Rhett felt that company came to see only him and would jump on anyone’s lap, especially those who he sensed didn’t like cats. When my husband-to-be and I first started dating, Rhett jumped up on Tom’s lap, put his paws on his shoulders and sniffed him out nose to nose. Tom, who wasn’t a cat person at that time, asked if this was normal behavior for a cat. Of course it wasn’t, but this wasn’t a normal cat.
From then on, the boys were inseparable. They wrestled and played games and when Tom’s Jeep pulled up in front of my condo, Rhett was waiting for his buddy to arrive. When we got married and the cats moved with us to a house on the North Shore, he started to shadow Tom’s every move. Yes, Darth Cat had gone over to the Dark Side. Tom taught Rhett how to sit and shake hands and Rhett taught Tom how to turn on the water in the sink in the master bath at 3 am by knocking items off the counter and into the sink.

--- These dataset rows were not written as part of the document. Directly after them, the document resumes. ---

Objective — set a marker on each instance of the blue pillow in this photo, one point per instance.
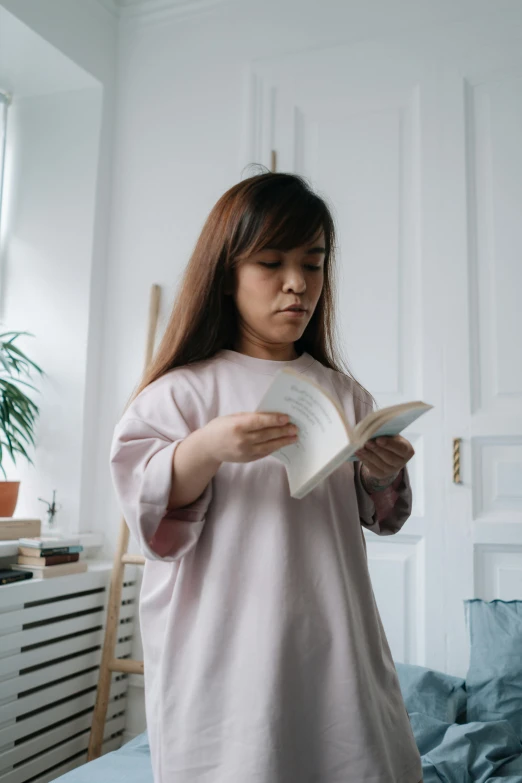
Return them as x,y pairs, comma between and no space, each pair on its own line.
494,681
432,693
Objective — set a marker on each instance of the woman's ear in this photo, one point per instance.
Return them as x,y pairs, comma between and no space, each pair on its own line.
228,288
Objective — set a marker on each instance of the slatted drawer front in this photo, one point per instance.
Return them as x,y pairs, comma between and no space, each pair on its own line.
51,637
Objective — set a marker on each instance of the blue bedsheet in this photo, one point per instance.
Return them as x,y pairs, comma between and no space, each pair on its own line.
451,753
129,764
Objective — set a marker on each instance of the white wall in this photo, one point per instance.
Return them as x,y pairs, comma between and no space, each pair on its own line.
181,142
67,45
52,156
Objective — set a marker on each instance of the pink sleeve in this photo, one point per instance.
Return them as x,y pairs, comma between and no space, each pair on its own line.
384,512
141,465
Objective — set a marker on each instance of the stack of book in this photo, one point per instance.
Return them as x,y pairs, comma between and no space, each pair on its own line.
47,556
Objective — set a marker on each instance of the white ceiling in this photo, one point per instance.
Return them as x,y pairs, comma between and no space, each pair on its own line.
30,66
156,9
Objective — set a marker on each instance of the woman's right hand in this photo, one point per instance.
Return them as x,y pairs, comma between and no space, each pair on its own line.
245,437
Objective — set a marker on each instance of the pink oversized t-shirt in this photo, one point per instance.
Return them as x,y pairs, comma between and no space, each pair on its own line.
265,656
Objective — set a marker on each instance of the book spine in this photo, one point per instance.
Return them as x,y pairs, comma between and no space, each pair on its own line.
50,560
5,580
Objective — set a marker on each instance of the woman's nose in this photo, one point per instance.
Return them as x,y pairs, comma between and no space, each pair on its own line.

Rhett was all wet after drinking out of the sink.
Rhett loved life and loved most company. But, he didn’t like little boys – even when they grew up into teenagers. He’d growl and hiss and dive under the bed with the nephews came to visit. At an early age, they all joked about the “mean, scary” cat and wisely left him alone. Since Tom isn’t overly fond of children, it gave them both another reason to bond.
At one point, my sister-in-law came to feed Rhett and Scarlett when we were out-of-town and called me in a panic. Rhett had met her in the hallway and let out a cougar scream before going into hiding. She didn’t know what set him off because she’d left the boys at home.
Well, kind of.
She was eight months pregnant at the time with my future godson Anthony – Rhett must have sensed that there was a little boy in the house and wanted everyone to know that wasn’t fine with him.

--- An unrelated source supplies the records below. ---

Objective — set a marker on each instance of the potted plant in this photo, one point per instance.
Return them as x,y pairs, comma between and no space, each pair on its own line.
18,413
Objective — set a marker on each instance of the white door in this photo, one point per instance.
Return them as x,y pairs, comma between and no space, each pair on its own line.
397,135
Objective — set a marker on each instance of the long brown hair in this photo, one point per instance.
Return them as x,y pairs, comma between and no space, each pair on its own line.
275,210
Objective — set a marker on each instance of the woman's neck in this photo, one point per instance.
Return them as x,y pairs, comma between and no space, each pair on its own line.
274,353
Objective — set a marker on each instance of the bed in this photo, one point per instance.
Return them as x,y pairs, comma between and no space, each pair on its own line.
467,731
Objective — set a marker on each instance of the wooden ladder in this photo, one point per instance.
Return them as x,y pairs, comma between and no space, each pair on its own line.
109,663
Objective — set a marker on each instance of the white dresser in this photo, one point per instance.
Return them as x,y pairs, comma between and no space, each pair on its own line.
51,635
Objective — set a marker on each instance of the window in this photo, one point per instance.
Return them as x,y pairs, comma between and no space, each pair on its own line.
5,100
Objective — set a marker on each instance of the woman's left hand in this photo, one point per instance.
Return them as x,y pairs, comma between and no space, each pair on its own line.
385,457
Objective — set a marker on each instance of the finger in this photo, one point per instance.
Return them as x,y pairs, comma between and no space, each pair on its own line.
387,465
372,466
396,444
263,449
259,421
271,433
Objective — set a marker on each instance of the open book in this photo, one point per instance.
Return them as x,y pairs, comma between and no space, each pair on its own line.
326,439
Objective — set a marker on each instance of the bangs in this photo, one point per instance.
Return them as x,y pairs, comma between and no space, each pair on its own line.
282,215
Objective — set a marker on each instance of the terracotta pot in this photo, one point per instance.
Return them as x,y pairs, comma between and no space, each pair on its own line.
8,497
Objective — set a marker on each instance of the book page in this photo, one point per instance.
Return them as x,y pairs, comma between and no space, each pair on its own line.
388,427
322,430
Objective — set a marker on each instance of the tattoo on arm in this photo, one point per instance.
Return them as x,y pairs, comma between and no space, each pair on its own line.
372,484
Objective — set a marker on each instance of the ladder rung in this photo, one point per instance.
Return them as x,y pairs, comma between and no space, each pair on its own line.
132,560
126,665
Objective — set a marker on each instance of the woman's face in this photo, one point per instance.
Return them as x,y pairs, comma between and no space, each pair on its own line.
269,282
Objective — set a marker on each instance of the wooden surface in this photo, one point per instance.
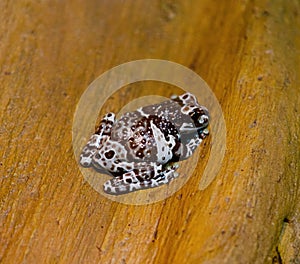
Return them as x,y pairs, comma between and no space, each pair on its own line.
247,51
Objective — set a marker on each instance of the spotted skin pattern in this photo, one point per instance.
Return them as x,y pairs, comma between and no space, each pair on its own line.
142,148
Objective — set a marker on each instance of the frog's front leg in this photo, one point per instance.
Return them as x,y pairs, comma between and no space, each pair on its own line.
143,176
102,134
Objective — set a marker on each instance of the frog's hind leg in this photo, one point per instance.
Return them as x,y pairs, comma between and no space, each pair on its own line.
144,176
101,135
187,149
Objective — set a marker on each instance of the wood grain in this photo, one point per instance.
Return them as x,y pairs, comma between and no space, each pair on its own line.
247,51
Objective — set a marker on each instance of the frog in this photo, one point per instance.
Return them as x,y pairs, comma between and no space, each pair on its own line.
143,148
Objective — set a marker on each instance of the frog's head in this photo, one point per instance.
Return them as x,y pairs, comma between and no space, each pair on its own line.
198,115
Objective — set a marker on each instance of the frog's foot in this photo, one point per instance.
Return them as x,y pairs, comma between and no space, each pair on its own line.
101,135
141,178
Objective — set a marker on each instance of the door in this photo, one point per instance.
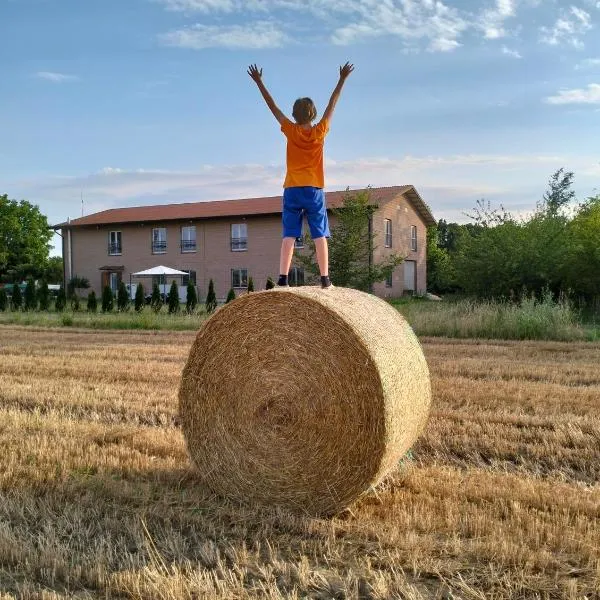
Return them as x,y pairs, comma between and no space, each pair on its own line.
410,275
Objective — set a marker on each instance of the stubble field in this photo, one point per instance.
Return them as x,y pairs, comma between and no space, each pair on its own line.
499,499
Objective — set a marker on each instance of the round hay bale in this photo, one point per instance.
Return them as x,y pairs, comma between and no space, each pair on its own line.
303,397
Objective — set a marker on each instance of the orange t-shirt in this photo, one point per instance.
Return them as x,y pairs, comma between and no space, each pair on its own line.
305,154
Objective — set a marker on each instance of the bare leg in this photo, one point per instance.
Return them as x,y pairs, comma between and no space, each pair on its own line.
287,251
322,255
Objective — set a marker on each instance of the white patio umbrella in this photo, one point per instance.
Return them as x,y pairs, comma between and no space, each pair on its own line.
156,271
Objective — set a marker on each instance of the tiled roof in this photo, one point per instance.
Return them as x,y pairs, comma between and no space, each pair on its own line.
234,208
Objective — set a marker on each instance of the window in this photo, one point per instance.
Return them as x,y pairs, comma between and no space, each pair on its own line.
388,280
239,278
188,238
159,240
296,276
239,237
114,243
413,238
189,278
114,282
388,233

Eventually, the senior years took over and Rhett slowed down, jumped less and ceased to get into much trouble. During the summer five years ago, he lost his appetite and eventually ended up in the emergency room. In the middle of the night his true closest friend Scarlett, let out the saddest howl. When the phone rang, we learned his time was almost over. He died five years ago today at the age of 15 and the house was too quiet for the longest time. After being called so many nicknames through the years, he has just one title now he’s gone off to the Rainbow Bridge – the Late, Great Rhett the Wonder Cat!
Rhett and Scarlett relaxing in the bathroom
Tom and I had both loved and lost pets growing up. Nothing was as difficult as losing our first true rescue as adults. It took us a long time to recover and when we did, we ended up with another bonded pair and a cat just as goofy as our Rhett (much more on those cats in future posts). In recent years, I’ve also been active in the animal rescue community helping with public relations, community outreach and education. While volunteering, I learned the craziest thing – people actually return cats for all the reasons I listed above. Seriously!
You know what, the thought never once crossed my mind. To this day, I just can’t imagine what my life would have been like without the late, great Rhett the Wonder Cat! As the little nephews say – R-I-P little buddy!